Tuesday, April 16, 2024

WORLD | 08-03-2024 06:10

Corporate shortfall: Women far from reaching 50% of corporate leadership positions

Despite the increased presence of women on boards of directors, the corporate world is still largely run by men.

Women occupy more and more positions of responsibility, but they often stumble at the bottom rung. Despite the increased presence of women on boards of directors, the corporate world is still largely run by men.

"The world of work has been devised to meet the needs of men," Tara Cemlyn-Jones, head of the UK-based 25x25, which advocates parity in business, told AFP.

"The only way to change things is to make structures fairer for women," advocated this professional, who previously worked in investment banking.

The figures speak for themselves. A report by the consulting firm Deloitte, compiled on the basis of nearly 10,500 companies worldwide, indicates that in 2021 only 19.7 percent of board members were women. Among CEOS, the proportion of women was reduced to five percent.

Latin America had only 10.4 percent of women on board seats that year, and 1.6 percent of CEOs, based on a sampling of 320 companies focused on Brazil, Mexico, Argentina, Colombia, Chile and Peru.

In the United States, women accounted for about 24 percent of board members and less than 6% of CEOs.

In Europe, according to this Deloitte report, France had 43.2 percent of women on boards of directors in 2021. Only three head a company in the key index, the Paris CAC 40: Catherine MacGregor at energy company Engie, Christel Heydemann at Orange and Estelle Brachlianoff at Veolia.

France has the Copé-Zimmermann law, which has imposed a minimum quota of 40 percent women on boards of directors since 2011.

In Spain, the vast majority of companies in the Ibex 35, the selective index of large listed companies, are headed by men, with the notorious exceptions of Inditex, the parent company of Zara, and Santander bank.

Inditex is chaired by Marta Ortega, daughter of founder Amancio Ortega, and Santander by Ana Patricia Botín, who succeeded her father Emilio Botín on his death in 2014.

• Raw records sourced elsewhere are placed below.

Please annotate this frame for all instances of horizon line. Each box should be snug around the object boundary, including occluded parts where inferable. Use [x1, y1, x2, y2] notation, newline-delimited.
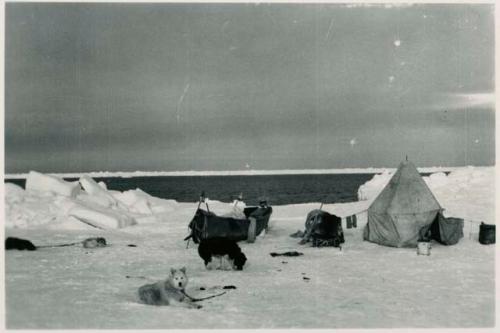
[4, 165, 495, 179]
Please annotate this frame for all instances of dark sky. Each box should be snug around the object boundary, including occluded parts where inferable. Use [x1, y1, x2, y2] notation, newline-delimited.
[5, 3, 495, 173]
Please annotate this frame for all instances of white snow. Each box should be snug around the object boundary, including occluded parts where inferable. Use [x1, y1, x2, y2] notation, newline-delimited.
[5, 165, 457, 179]
[5, 168, 495, 329]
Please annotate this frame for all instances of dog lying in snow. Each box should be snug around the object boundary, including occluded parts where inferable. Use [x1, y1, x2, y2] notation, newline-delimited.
[138, 267, 201, 309]
[198, 238, 247, 271]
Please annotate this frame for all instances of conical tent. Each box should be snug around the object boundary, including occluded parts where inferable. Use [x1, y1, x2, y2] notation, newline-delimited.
[364, 161, 441, 247]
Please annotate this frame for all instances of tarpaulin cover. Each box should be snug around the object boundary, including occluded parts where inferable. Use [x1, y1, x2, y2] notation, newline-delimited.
[301, 209, 344, 247]
[189, 207, 273, 243]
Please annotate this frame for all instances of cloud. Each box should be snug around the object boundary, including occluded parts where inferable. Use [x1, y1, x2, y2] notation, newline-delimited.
[431, 92, 495, 110]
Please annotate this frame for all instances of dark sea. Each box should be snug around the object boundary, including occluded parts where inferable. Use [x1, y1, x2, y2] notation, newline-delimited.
[5, 174, 382, 205]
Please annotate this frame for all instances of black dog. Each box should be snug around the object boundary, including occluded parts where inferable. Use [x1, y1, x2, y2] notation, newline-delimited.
[5, 237, 36, 251]
[198, 238, 247, 271]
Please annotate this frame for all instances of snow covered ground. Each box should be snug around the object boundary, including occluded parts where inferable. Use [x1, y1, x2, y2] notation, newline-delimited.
[5, 168, 495, 329]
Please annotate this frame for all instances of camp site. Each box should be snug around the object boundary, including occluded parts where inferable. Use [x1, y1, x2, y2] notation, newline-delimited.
[0, 0, 500, 333]
[5, 161, 495, 329]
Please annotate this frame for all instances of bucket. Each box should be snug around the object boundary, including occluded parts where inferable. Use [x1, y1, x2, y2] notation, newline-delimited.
[479, 222, 495, 245]
[417, 242, 431, 256]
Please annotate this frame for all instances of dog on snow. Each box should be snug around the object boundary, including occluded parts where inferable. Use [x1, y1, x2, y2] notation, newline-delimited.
[198, 238, 247, 271]
[138, 267, 201, 309]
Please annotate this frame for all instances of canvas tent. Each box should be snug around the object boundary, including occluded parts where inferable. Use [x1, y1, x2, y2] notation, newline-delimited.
[363, 161, 442, 247]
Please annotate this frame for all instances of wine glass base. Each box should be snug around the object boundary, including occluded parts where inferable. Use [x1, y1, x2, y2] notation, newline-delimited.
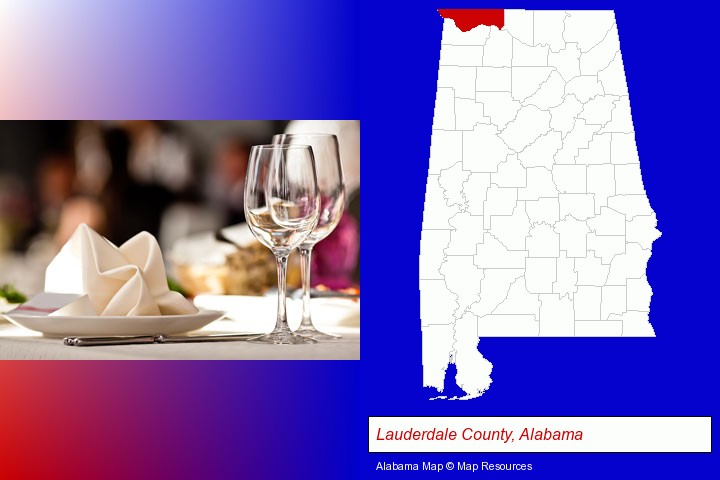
[293, 327, 342, 341]
[247, 331, 317, 345]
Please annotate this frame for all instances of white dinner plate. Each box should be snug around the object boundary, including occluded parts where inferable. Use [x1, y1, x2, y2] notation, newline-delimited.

In Germany, only Spain's Belén Garijo, at the helm of the Merck laboratory, heads a company on the DAX, the Frankfurt Stock Exchange's elite index.


The role of investors

Ariane Bucaille, a partner at Deloitte, believes that "quotas are a formidable accelerator," but, "if we see a greater presence of women on executive committees, it is more in functions such as human resources and marketing," she says.

The non-profit organization 25x25 recently published a report on the issue, which leads to the same conclusions.

Certain positions of responsibility in particular, such as CFO, are a privileged route to the CEO position, but the proportion of women in those positions "remains very low," the 25x25 report notes.

France, a forerunner in this field, adopted the Rixain law, which sets a target of at least 30% of women in management positions as of 2026, and 40 percent by 2029.

This law, says Bucaille, "will encourage some progress.” But the process is slow. "We shouldn't relax," because "we're still a long way off," she warns.

Beyond quotas, Tara Cemlyn-Jones stresses the need to change environments and mentalities, and investors have a role to play.

"Questions should be asked about the way investments are decided. Why is it tolerated to have fund managers saying, 'don't worry about the gender of the manager?’ We don't want to hear that anymore," insists Tara Cemlyn-Jones.